If we like to wear sweaty dresses and fashionable high heels, while riding a bike to work is our necessity, we do not have to cross out one of these things. It is enough for our bike to be stocked with so-called dress guard – a rear wheel cover that prevents the dress from getting caught in the spokes, or a colored overlay on the chain that protects our wide trousers from getting dirty. Colorful, fancy additions such as a wicker basket with a colorful ribbon, a floral satchel on the trunk, or a gel lid on the trunk will make our unity express our style and give us vigor. 

The bike is ubiquitous and cheap means of transport 

You can get by bicycle everywhere, regardless of traffic jams, plagues called streets renovation, clogged buses or mercilessly riddled roads. In big cities one more thing is important – the bike takes 10 times less space than the car, what a saving of parking places!

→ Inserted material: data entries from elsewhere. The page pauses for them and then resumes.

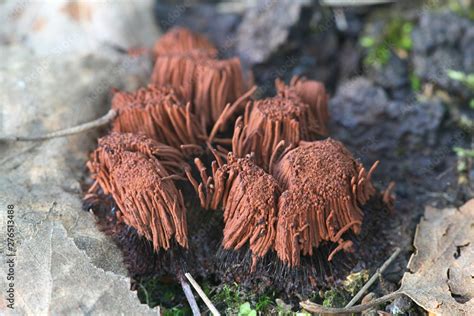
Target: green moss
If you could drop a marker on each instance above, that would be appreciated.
(395, 36)
(463, 152)
(466, 79)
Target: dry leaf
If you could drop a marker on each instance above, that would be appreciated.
(440, 275)
(441, 271)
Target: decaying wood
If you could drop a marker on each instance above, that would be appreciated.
(313, 196)
(298, 112)
(180, 40)
(324, 188)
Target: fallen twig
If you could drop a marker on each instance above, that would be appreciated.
(316, 308)
(189, 296)
(203, 295)
(104, 120)
(371, 281)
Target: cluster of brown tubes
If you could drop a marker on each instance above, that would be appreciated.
(281, 187)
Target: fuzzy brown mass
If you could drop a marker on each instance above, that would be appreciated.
(180, 40)
(138, 173)
(298, 112)
(313, 196)
(159, 113)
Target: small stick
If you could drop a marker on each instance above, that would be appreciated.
(101, 121)
(189, 296)
(201, 293)
(319, 309)
(376, 275)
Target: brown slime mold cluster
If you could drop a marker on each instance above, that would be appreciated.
(160, 114)
(281, 188)
(312, 196)
(138, 172)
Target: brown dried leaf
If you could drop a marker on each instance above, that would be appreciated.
(441, 271)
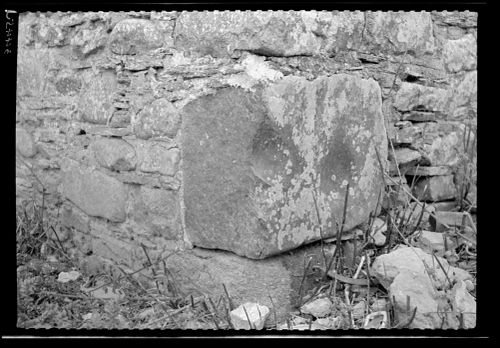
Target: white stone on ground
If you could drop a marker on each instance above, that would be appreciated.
(256, 313)
(377, 233)
(318, 308)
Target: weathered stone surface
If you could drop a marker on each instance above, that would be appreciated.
(157, 209)
(96, 100)
(269, 33)
(463, 101)
(420, 116)
(249, 316)
(407, 135)
(133, 36)
(435, 242)
(25, 143)
(428, 171)
(94, 192)
(412, 96)
(404, 156)
(71, 218)
(443, 143)
(460, 54)
(159, 118)
(435, 188)
(68, 85)
(399, 32)
(319, 308)
(407, 271)
(463, 302)
(377, 234)
(114, 154)
(248, 169)
(89, 38)
(202, 272)
(156, 157)
(452, 219)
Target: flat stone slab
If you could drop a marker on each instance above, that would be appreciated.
(256, 164)
(94, 192)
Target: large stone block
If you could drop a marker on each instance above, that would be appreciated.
(133, 36)
(273, 282)
(94, 192)
(254, 164)
(399, 32)
(219, 34)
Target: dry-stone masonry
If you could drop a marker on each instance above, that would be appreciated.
(221, 141)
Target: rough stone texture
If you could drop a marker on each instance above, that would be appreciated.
(94, 192)
(250, 169)
(202, 272)
(463, 302)
(428, 171)
(412, 96)
(404, 156)
(158, 210)
(249, 316)
(156, 157)
(451, 219)
(133, 36)
(96, 100)
(435, 188)
(114, 154)
(460, 54)
(411, 272)
(25, 143)
(219, 34)
(318, 308)
(399, 32)
(435, 242)
(161, 117)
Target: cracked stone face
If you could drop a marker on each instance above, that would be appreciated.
(257, 164)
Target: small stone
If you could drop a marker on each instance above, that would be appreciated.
(445, 206)
(379, 304)
(358, 311)
(428, 171)
(407, 135)
(415, 97)
(463, 302)
(435, 242)
(469, 285)
(377, 233)
(257, 315)
(461, 54)
(114, 154)
(134, 36)
(329, 322)
(449, 218)
(435, 188)
(94, 192)
(159, 118)
(25, 143)
(318, 308)
(413, 212)
(419, 116)
(157, 157)
(404, 155)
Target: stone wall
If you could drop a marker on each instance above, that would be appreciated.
(238, 131)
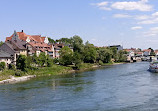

The daily house-work route, weekend rides with friends or holiday trips to the end of the world can only be done by bike. A shopping trip can also be a pleasure, especially when we have a large basket or a luggage pannier, just like in the model mentioned above. What price we pay – incomparably smaller than the owners of cars reaching deeper and deeper into the pockets of gas stations and city car parks. Goodbye excise, welcome freedom! 

The bike is eco 

We segregate rubbish, select paper bags in supermarkets, do sports, quit smoking and ride a bike. Why is the bike eco? More bicycles instead of cars on the roads are less traffic jams, less noise, cleaner air. Cycling at short distances, to work or school is the best way to reduce CO2 emissions. Ten kilometers traveled by car is equivalent to the emission of 2 kg of carbon dioxide into the atmosphere. These are very tangible numbers and each of us can have a real impact on their reduction.

Bike instead of a psychologist 

In stressful situations, or while solving an insoluble problem, we turn to our friend, mother, eventually a psychologist, for help. Sad times we often overeat with chocolate, which illusively replaces us with a feeling of happiness, in effect leaving us only extra kilos. We often forget about the beneficial effects of physical exercise. Intensive cycling oxygenates our brain, improves blood pressure, produces radin, which affect the satisfaction and increase vital energy, stimulating action. It is worth remembering that endorphins also increase the endurance of our body for pain, which enables further effort. The best bonus, however, is the fact that this condition lasts a few hours after the end of the move, and if we decide on a cycling marathon, the feeling of euphoria can last up to a week! 


You can read also: Is stationary bike a proper way to do the training?